My Comfort Zone and Being Outside It
A year ago, I ticked a box on a conference feedback form: 'Would you be interested in speaking?' It was the kind of casual checkmark you make thinking nothing will come of it—like signing up for a marathon after three beers.
Nine months later, that checkmark pushed me further outside my familiar territory than I'd expected.
I originally didn't think I'd post about this, but upon reflection, it seemed worth sharing. I recently took what had been a hobby (learning about AI) and decided to present it to a room full of my peers at ScotSecure West conference in Glasgow. The topic: AI and its integration problem. My message: lowering the bar for people to use GenAI in their everyday work, much like I have.
I'm not shy about public speaking. I enjoy it when my message feels important. But this time was different, this wasn't an internal all-hands to the office. These were my peers, people who work in the same busy world of cybersecurity, information security, and IT.
What to Say
What topic? I ruminated for weeks. AI is interesting, but security people have heard it all. What do I talk about in AI that doesn't involve AI in their SOC or SIEM or yet another chatbot?
Show people something that makes life easier, their information gathering leaner, their integrations more integrated.
Creating the content pushed me further still. How could I articulate my point without losing people? I'm not the world's best communicator. I get tongue-tied sometimes, overthink things. Laying out ideas is familiar territory, but this felt different. I needed to balance technical depth with accessibility, showing expertise without losing the main message: lowering the bar to entry.
How to Say It
I've watched many people deliver their message with skill. Public speaking is a skill like any other. Now that I knew what to say, I needed to figure out how to say it.
I like to think I'm a good speaker. But this time, I went too far. I dived into videos on cadence, volume, projection, impact. I'd convinced myself I needed to sound like a TED speaker on their fiftieth talk.
That's when I hit the self-observation paradox: being too aware of yourself destroys the thing you're trying to perfect. The more I focused on speaking "right," the more I lost my natural rhythm. So I started recording myself, just talking out loud. Over a week, I found my way back to my own rhythm, real excitement for the topic.

Standing Up
Honestly? It wasn't as daunting as I'd imagined.
The people in the room had given up their day to be there. That felt like an honour. I'd done this before in front of my entire office, but this was different. These were peers who understood the landscape, who'd face the same problems I was addressing.
I'd researched speaking with scripts versus bullet points. My preference: a script with headlines. I'd rehearsed enough that the rhythm was there, which meant I could move off-script to emphasise points or explore tangents. The bonus? I could share the full script in the slides afterwards.
Delivered
I was pleased. More than that, I could see genuine interest. People pulling out phones to photograph references on slides, the ideas I was sharing, the possibilities. It put a smile on my face. I was saying something that actually mattered to them.

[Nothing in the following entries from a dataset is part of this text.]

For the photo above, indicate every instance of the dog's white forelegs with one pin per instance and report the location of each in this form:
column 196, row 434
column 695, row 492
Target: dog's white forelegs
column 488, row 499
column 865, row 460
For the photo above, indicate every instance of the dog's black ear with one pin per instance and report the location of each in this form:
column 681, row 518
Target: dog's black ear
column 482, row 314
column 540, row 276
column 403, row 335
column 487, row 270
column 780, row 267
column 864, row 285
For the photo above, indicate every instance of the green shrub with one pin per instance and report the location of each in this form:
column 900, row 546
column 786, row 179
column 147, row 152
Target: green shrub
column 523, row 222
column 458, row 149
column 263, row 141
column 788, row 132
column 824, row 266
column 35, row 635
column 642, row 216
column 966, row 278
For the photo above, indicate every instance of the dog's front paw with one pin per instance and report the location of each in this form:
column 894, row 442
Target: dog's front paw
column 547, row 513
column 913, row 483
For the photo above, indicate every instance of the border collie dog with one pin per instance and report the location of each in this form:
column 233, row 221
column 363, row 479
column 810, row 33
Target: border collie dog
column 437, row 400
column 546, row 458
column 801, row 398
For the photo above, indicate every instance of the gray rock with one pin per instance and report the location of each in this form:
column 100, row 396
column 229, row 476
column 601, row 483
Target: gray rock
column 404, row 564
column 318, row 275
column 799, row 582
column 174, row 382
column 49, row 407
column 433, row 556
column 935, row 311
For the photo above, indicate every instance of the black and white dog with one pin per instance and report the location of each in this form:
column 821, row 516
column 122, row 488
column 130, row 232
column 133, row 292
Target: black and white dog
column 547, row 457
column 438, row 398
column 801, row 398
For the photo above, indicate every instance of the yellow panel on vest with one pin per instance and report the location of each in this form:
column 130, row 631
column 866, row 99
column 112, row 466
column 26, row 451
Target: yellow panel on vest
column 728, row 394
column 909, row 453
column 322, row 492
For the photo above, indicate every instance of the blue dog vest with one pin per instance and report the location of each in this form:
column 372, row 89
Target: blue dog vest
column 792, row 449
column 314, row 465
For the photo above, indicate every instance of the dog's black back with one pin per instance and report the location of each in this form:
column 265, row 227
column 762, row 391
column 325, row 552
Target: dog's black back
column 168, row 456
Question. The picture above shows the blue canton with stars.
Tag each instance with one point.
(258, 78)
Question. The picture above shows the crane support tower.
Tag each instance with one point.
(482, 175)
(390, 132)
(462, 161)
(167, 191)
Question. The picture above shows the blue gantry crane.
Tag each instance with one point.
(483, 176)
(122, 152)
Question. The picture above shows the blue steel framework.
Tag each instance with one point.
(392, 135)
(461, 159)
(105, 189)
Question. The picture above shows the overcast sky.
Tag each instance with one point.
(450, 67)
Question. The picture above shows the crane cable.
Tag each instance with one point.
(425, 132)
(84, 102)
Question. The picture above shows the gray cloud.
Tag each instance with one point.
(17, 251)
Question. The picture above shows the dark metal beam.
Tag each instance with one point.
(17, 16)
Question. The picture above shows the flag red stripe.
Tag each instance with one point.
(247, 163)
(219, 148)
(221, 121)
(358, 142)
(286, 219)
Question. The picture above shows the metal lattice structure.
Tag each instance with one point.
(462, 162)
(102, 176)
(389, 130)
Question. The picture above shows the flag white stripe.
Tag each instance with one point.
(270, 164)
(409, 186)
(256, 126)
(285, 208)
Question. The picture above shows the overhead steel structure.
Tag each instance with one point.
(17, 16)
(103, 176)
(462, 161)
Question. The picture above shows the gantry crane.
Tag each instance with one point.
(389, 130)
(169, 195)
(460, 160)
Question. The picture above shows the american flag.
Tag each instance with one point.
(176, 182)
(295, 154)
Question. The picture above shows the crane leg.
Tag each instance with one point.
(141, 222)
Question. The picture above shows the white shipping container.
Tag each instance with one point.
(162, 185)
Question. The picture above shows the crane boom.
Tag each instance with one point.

The session ended with a panel Q&A. Another skill to practise: thinking on my feet.
What I Learned
Here's what surprised me: the preparation anxiety was worse than the actual event. All that rumination, those weeks of worrying about the perfect words, the perfect delivery? Most of it dissolved the moment I started speaking to actual people about something I genuinely cared about.
The boundary between comfortable and growing isn't a wall. It's more like a threshold-one you often cross without noticing. Sometimes you only realise you've stepped over when you're already standing on the other side, looking back.
If you're comfortable, you've stopped learning. That's not a judgement; maybe you’re fine with that. But if you feel that restlessness, that subtle dissatisfaction with what you know, that's your signal. The learning zone is right there, just past the edge of what feels safe.